I don't know which one can but... I know that I don't want to have a hornet stink me..:shock: Dang jackets are bad enough....:evil:


----------



## dedebird (May 21, 2010)

yellow jackets used to torment me and my friend all the time we were in her backyard once playing war (i know dorky right xD) when a bunch of yellow jackets came into our hideout and chased us around the yard haha i'm so glad i didn't get stung i've never been stung but i stay away from them cause i might be alergic because my sister is alergic


----------



## MissasEquineDesign (May 17, 2010)

I'm not sure... I think its the yellow jackets, but i could be wrong


----------



## CloudsMystique (Mar 3, 2009)

Here's my story...


I was riding Mystique bareback on the trail last Wednesday when a bee flew into her forelock and got stuck. It was hanging between her eyes - freaking out because it was stuck - and buzzing reallllly loudly. At first, she just threw her head a little, and I just kind of sat there because I assumed it would get itself free soon. Well... it didn't, and she started getting more freaked out. She started executing a perfect reining spin at 100mph whilst throwing her head, neck, and shoulders up and down. I was equal parts thrilled by her spin and worried about my balance, haha. Eventually I half-fell-off and half-emergency-dismounted and swatted the bee out of her forelock. Nobody was stung : ]


----------



## SorrelHorse (Apr 9, 2009)

Bald Faced Hornets.
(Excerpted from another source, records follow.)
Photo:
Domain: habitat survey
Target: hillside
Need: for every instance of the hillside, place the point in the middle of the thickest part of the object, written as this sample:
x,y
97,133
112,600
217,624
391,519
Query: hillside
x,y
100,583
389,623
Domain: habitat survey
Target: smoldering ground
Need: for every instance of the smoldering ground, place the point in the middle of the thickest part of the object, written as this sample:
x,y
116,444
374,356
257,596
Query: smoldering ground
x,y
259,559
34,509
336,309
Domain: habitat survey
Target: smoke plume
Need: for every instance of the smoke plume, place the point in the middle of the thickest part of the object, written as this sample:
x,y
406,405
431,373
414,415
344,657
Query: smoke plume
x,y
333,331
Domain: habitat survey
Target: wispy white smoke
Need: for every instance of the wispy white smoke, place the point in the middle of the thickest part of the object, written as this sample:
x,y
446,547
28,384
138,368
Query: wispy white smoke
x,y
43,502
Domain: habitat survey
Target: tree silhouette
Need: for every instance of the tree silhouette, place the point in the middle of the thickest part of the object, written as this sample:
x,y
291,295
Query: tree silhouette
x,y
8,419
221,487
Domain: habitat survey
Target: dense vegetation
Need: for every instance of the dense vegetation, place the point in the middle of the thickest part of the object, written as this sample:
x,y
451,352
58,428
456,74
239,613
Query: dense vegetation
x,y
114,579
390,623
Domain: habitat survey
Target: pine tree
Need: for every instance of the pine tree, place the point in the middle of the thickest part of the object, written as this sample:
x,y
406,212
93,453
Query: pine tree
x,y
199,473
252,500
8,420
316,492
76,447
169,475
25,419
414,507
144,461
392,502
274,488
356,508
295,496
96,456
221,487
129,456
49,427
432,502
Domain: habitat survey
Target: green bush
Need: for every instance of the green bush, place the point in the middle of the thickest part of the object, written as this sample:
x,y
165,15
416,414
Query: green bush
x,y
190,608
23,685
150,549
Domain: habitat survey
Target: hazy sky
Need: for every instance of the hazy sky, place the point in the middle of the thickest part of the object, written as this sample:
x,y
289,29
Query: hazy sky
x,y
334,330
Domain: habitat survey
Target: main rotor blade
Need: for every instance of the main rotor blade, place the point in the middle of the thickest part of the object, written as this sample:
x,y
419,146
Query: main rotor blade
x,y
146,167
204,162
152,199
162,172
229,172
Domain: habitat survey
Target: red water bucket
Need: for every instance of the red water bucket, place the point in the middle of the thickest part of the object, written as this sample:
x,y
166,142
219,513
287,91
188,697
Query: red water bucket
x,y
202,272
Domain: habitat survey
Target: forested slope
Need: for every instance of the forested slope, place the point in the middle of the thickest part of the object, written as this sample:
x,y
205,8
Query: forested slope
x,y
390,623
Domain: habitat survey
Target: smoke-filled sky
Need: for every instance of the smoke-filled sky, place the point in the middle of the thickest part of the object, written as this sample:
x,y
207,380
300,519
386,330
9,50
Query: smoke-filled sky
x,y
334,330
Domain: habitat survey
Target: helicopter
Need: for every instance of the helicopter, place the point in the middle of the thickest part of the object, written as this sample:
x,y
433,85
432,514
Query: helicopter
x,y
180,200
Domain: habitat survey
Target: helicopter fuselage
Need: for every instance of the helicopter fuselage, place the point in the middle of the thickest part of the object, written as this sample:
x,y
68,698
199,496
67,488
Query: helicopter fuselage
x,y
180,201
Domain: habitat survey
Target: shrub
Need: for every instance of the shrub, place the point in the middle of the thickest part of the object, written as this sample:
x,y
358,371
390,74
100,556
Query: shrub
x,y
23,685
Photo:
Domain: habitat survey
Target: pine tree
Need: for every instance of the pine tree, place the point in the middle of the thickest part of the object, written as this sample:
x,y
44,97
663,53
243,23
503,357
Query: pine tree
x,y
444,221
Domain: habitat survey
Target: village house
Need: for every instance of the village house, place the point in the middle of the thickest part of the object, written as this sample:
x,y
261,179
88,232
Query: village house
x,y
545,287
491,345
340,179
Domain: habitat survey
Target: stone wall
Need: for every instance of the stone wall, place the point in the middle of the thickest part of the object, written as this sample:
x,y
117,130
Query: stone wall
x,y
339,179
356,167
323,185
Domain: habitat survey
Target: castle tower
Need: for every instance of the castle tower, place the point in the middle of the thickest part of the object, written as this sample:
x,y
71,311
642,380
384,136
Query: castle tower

Those things take a snapshot of your face and remember you forever.
_Posted via Mobile Device_


----------



## Mingiz (Jan 29, 2009)

CloudsMystique said:


> Here's my story...
> 
> 
> I was riding Mystique bareback on the trail last Wednesday when a bee flew into her forelock and got stuck. It was hanging between her eyes - freaking out because it was stuck - and buzzing reallllly loudly. At first, she just threw her head a little, and I just kind of sat there because I assumed it would get itself free soon. Well... it didn't, and she started getting more freaked out. She started executing a perfect reining spin at 100mph whilst throwing her head, neck, and shoulders up and down. I was equal parts thrilled by her spin and worried about my balance, haha. Eventually I half-fell-off and half-emergency-dismounted and swatted the bee out of her forelock. Nobody was stung : ]


 
Oh sorry but that picture is funny.. Hanging on bareback to a spinning horse....:shock: Glad it all worked out for you. :wink:


----------



## travlingypsy (Apr 5, 2008)

^^ I agree I would of paid to see that. Good thing you didnt get stepped on when going off tho


----------



## CloudsMystique (Mar 3, 2009)

I'm sure it was hilarious. I happened to be riding past a sports area (4 soccer fields, 4 baseball fields, and 2 football fields) and there were games going on, haha.


----------



## travlingypsy (Apr 5, 2008)

lol, they were probably saying "who is that crazy horse chick?...show off!"


----------



## CloudsMystique (Mar 3, 2009)

Haha ; )


----------



## apachiedragon (Apr 19, 2008)

Yellow jackets can sting more than once and will stay after you forever! The hubby was mowing hay in a pasture at my old barn and ran over a hive. They chased him and the tractor clear to the other end of the property. He thought he was going to have to dive in the water trough to get away from them. Good thing he found them and not the horses. Went back later that night and took care of the hive after they had turned in for the night.


----------



## travlingypsy (Apr 5, 2008)

How did you get ride of them? Ive never actually had to deal with a have on my property, lucky me


----------



## CloudsMystique (Mar 3, 2009)

travlingypsy said:


> How did you get ride of them? Ive never actually had to deal with a have on my property, lucky me


You get your boyfriend to spray the nest with bug spray while you watch through a window. It's very entertaining ; )


----------



## travlingypsy (Apr 5, 2008)

lolo To bad I dont have a man!


----------



## apachiedragon (Apr 19, 2008)

Lol, that works...sort of. What works better is to wait until after dark, when they've all gone back down into the ground, and then pour gas or kerosene down the hole. Kills them all and they won't rebuild somewhere else.


----------



## travlingypsy (Apr 5, 2008)

Really? You dont have to torch it?


----------



## Mingiz (Jan 29, 2009)

Nope you don't have to torch it. LOL Some do...When we find a nest we mark the spot and as the OP said go back after dark and get them nasty ******s when they sleep..Same with wasp nest..


----------



## travlingypsy (Apr 5, 2008)

yeah after dark sounds much more safer :3


----------



## Mingiz (Jan 29, 2009)

It is  unless ya wanna be like the other OP and watch your S/O dance around....:lol:


----------